Jeff Benz gave out most of the nicknames
at Central Middle School. The nicknames were never kind and, unfortunately, they usually stuck. Take Jimmy “Eagle-Eyes” Pierson,
for example. Jimmy had an unfortunate eye condition that made it difficult for him to accurately judge distances. Once, in
second grade, Jimmy walked into the cafeteria wall so hard it knocked him to the floor. Jeff Benz immediately stood up and
yelled, “Nice going, Eagle-Eyes.” And that was that. The nickname Eagle-Eyes was now pinned to Jimmy Pierson for the rest
of his life. (It didn’t matter to anyone that Jimmy had corrective surgery last year and now enjoyed perfect vision. No, to
the students at Central Middle, Jimmy Pierson would be “Eagle-Eyes” forever.)
Vincent Shadow didn’t have a nickname, but as he climbed out of his secret attic laboratory at 6:34
on Monday morning, he was afraid that today would be the day he’d receive one. Vincent was blue. His hands were blue.

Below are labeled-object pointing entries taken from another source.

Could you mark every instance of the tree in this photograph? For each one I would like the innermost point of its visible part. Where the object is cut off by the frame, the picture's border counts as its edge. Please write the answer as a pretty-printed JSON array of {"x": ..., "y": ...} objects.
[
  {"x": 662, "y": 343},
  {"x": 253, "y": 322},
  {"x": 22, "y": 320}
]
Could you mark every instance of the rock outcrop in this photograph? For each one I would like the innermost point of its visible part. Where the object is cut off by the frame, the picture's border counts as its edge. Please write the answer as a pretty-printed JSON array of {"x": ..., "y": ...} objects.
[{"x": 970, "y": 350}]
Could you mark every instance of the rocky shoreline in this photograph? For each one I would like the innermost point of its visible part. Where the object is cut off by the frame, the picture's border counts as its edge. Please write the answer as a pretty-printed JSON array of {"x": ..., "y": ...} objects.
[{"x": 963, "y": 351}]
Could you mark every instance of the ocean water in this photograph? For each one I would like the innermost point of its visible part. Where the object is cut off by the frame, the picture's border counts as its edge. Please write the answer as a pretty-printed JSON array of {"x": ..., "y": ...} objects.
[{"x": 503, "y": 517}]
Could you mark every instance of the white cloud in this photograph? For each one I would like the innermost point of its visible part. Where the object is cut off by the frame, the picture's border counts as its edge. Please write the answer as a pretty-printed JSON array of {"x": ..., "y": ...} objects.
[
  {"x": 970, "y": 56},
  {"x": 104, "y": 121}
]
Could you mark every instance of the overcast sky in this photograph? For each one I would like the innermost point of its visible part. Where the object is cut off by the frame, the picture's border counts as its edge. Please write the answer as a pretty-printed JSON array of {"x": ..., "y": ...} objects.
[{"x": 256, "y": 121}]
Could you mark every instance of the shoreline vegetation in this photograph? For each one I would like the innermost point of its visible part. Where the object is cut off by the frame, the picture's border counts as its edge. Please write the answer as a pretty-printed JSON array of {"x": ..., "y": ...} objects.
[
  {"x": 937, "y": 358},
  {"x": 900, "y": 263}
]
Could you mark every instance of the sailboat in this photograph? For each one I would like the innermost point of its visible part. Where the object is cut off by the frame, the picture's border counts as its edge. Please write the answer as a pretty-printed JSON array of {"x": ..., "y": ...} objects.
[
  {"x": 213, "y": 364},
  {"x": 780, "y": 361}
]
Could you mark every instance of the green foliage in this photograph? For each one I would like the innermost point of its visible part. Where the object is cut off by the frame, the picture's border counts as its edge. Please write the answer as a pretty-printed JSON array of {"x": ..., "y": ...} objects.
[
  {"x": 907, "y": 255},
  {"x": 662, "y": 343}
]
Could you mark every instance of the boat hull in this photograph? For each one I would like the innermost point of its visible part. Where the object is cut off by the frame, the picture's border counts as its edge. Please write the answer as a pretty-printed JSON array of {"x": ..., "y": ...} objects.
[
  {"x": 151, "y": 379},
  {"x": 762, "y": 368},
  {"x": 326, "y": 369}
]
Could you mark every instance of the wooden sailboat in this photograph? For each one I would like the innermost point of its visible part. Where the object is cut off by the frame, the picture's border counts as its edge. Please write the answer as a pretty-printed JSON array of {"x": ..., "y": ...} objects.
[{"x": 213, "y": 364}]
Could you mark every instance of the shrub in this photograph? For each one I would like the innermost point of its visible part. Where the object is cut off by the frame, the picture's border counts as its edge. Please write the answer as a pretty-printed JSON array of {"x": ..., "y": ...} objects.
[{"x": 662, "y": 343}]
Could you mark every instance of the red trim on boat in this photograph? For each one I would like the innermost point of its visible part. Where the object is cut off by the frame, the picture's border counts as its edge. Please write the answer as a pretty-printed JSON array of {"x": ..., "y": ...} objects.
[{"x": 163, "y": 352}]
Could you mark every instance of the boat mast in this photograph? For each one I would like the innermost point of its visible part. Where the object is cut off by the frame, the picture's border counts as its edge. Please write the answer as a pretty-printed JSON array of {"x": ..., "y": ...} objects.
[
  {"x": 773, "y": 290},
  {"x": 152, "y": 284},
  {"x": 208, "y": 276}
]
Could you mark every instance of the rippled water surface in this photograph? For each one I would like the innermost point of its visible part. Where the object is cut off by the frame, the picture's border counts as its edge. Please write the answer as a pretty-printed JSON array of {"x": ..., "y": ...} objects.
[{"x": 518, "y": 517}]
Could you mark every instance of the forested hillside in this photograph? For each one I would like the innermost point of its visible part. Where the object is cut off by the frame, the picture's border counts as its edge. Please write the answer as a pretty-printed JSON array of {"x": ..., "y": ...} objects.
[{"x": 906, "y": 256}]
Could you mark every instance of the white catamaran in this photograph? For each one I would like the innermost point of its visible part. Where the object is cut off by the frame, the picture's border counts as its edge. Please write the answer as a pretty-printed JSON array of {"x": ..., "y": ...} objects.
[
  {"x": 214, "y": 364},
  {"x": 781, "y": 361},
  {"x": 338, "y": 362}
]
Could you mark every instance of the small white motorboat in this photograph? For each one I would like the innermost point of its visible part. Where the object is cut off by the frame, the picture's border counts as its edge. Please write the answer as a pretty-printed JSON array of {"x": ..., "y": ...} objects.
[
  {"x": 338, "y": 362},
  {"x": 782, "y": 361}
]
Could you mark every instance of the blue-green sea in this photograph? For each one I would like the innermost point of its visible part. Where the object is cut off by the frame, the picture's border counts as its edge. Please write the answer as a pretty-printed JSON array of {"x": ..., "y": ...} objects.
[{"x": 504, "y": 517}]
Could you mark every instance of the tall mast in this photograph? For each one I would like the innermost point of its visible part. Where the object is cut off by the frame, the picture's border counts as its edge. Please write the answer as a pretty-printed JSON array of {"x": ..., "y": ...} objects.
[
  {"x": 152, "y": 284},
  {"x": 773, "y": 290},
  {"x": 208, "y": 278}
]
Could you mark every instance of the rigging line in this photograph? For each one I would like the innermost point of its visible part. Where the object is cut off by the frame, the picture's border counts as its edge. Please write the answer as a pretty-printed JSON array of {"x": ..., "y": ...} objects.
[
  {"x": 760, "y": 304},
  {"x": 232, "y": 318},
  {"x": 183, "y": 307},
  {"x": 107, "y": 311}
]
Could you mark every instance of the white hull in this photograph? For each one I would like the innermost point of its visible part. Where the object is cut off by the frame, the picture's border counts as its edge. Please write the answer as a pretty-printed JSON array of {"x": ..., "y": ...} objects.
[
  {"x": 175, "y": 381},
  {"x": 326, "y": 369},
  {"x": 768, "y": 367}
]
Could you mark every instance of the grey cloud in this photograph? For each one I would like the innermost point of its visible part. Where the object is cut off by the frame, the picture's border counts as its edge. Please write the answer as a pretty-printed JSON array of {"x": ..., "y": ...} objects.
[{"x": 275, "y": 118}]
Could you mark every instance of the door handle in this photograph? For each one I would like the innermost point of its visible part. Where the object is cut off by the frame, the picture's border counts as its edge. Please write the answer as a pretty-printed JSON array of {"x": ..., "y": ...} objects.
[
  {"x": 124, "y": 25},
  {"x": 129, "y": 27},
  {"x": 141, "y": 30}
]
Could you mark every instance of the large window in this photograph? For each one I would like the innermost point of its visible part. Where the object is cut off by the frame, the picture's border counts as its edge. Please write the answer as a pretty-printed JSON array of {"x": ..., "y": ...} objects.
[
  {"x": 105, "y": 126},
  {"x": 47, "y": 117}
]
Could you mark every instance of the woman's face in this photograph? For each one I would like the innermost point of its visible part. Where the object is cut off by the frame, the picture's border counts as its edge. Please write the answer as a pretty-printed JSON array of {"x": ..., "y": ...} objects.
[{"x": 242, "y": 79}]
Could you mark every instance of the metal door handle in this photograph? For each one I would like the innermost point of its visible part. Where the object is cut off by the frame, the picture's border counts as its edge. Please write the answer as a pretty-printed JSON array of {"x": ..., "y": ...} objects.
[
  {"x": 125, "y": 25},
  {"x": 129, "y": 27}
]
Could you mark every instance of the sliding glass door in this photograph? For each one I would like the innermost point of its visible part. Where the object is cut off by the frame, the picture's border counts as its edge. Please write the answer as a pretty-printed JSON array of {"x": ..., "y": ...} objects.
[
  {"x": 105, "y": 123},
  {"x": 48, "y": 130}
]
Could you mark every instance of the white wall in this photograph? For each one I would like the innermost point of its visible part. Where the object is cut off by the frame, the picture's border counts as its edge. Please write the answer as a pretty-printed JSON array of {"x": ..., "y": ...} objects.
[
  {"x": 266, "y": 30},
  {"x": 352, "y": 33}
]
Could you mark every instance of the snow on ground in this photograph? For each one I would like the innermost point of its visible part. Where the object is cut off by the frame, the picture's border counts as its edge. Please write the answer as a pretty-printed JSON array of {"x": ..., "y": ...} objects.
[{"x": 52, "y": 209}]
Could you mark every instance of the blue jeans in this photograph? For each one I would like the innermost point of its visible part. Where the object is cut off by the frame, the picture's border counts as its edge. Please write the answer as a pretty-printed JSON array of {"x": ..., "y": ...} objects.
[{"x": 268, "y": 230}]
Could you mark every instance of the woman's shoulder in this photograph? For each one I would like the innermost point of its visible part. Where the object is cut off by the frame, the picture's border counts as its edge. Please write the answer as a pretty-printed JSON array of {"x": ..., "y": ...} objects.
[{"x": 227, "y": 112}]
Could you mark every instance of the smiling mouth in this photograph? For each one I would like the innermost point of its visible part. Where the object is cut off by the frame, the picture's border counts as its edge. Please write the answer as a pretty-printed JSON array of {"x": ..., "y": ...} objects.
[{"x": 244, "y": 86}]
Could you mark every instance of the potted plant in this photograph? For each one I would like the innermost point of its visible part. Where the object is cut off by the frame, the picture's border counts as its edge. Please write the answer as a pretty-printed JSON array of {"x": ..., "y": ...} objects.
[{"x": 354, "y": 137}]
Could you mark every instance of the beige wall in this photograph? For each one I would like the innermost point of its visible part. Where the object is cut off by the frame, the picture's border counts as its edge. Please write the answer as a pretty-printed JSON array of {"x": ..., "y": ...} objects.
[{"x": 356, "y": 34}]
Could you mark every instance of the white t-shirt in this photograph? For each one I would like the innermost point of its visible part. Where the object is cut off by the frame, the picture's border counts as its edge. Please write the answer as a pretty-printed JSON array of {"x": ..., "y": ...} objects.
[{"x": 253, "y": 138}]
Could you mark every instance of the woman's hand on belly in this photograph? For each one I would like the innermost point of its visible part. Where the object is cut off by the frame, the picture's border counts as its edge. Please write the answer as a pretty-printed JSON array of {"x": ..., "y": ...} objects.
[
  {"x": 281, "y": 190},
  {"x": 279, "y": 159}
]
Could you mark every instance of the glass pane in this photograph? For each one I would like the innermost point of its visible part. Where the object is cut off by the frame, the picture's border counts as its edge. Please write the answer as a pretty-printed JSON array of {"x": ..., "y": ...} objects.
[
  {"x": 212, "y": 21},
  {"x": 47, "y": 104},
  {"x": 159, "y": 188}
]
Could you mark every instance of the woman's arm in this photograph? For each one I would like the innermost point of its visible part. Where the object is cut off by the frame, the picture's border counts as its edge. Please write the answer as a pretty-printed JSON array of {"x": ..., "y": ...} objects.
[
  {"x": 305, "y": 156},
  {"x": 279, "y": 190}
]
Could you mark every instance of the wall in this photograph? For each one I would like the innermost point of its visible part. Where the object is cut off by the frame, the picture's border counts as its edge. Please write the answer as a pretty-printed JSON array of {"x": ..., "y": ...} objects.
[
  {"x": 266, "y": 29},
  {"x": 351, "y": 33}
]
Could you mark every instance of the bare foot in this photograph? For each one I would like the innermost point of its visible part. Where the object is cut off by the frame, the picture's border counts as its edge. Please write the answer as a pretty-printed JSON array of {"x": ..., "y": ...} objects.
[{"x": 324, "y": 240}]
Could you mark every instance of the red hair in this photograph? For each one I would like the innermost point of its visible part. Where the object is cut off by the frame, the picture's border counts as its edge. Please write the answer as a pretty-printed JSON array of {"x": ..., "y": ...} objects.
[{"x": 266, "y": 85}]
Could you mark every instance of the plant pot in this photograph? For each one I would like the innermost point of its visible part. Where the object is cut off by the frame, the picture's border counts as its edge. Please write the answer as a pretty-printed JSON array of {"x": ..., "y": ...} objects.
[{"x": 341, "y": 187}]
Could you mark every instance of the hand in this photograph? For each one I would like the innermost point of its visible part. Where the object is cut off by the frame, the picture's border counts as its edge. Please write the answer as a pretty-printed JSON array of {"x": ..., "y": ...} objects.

His
face was blue. Even the whites of his eyes were blue. As he closed the hidden door in the back of his bedroom closet, all
he could think about were the awful nicknames that Jeff Benz would assign to him.
“Pretty bird. Pretty bird,” Nikola said from inside his cage.
“Sshhh. You’ll wake everyone up,” Vincent said to the African Grey parrot his parents had given him for his ninth birthday.
Vincent named the bird after his favorite inventor, Nikola Tesla. And the fact that even his beloved parrot was mocking him
was a bad sign of what was to come.
Vincent quietly opened his bedroom door and looked out into the hall. His oldest stepsister, Gwen, usually hogged the bathroom
in the morning. But no one was awake yet. So he tiptoed into the bathroom and locked the door.
“Wigman,” Vincent said to himself. “The Huli Wigman of New Guinea. That’s what they’re going to call me. ‘Wigboy.’”
Vincent’s class had learned about the Huli tribe last year. They got a kick out of hearing that the Huli Wigmen dyed their
skin blue for tribal ceremonies. But looking in the mirror, Vincent’s worries turned from his new nickname to his own safety.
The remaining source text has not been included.